ChemistryForever - 14-12-2018 at 08:52

Why is LiAlH4 used instead of NaAlH4 ? NaAlH4 would be cheaper

Vosoryx - 14-12-2018 at 10:03

As with everything, it depends on reaction conditions and what you're aiming to accomplish. If i recall correctly, LiAlH4 is a more powerful reducing agent than the sodium version, and is therefore more common. Cheaper than both is sodium borohydride, which is slightly less reducing again.
Sometimes, the reducing agent could be too powerful.
It really depends on the reaction conditions, reactants, expected products, and availability.

Tsjerk - 14-12-2018 at 10:06

I guess the lithium salt is more soluble under common conditions, like less apolar solvent conditions.

Nakhimov - 18-12-2018 at 06:33

The primary reason I've chosen LAH over the sodium species is solubility concerns, NaAlH4 isn't soluble in ether.

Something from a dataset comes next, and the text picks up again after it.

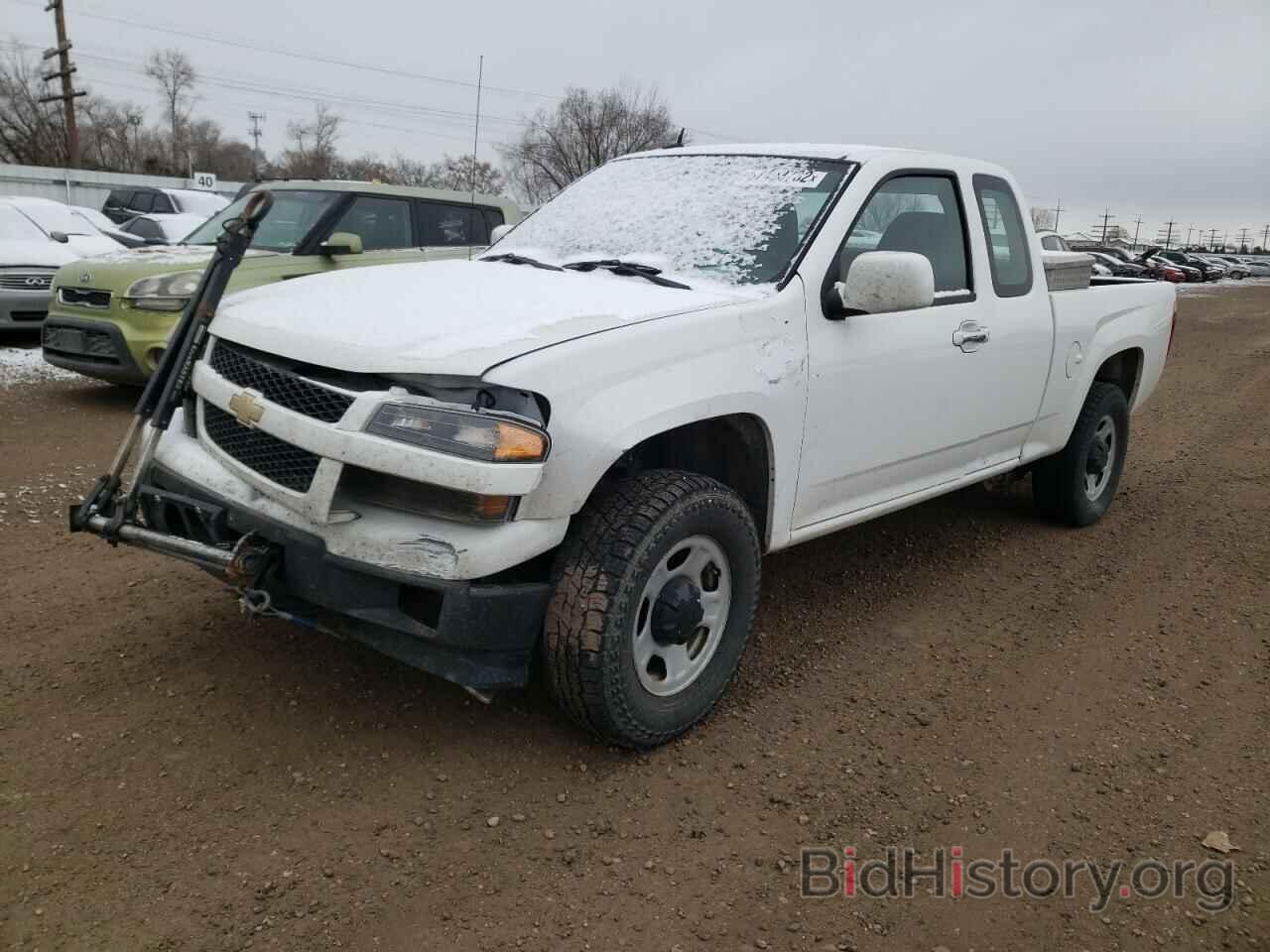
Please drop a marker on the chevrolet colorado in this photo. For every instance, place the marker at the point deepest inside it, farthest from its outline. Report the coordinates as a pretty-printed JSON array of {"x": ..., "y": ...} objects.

I also did a quick price check: LAH is actually cheaper at sigma than NaAlH4. Presumably due to economy of scale? I would suggest you check into the industrial production methods for each and see if that gives a clue.

Tsjerk - 18-12-2018 at 16:21

Quote: Originally posted by Nakhimov  
LAH is actually cheaper at sigma than NaAlH4. Presumably due to economy of scale?

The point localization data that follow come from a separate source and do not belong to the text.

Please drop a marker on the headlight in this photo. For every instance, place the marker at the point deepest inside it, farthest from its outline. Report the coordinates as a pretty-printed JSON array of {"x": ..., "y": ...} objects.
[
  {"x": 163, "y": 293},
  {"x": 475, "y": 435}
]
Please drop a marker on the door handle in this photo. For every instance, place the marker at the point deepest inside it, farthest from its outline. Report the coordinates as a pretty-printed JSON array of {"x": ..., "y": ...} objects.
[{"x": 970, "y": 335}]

Or maybe the production process requires a recrystallization, which would require less solvent in the case of a more soluble salt.

clearly_not_atara - 18-12-2018 at 20:50

If I had to guess NaAlH4 is more reactive, which is probably annoying because LiAlH4 is already too reactive. To wit, NaAlH4 has a flash point of -22 and LiAlH4 has a flash point of +125, making the former compound a red 4 NFPA.

[Edited on 19-12-2018 by clearly_not_atara]

Metacelsus - 18-12-2018 at 23:44

Doesn't flash point refer to the temperature at which the vapors are ignitable? I doubt either compound is very volatile.

clearly_not_atara - 18-12-2018 at 23:56

If it didn't produce any vapor there wouldn't be a flash point:

http://www.stanhope-seta.co.uk/fp_docs/Flash-Point-Testing-e...

"A sample of specified volume is introduced to the test cup which is maintained at the test temperature. After a specified time, a test flame is applied and the presence or absence of a flash observe"

I imagine that dissociation to NaH (s) + AlH3 (g) gives the compound a nonzero flash point. The latter compound can sustain a flame at incredibly low concentrations.

[Edited on 19-12-2018 by clearly_not_atara]

zed - 7-1-2019 at 19:53

NaAlH4 is generally much cheaper than the Lithium Salt. And it can, in fact, be made straight-away with a Parr Pressure reactor, Na, Al, and H2.

Purported to be similar in reducing power to LiAlH4, but it is not very soluble in common solvents.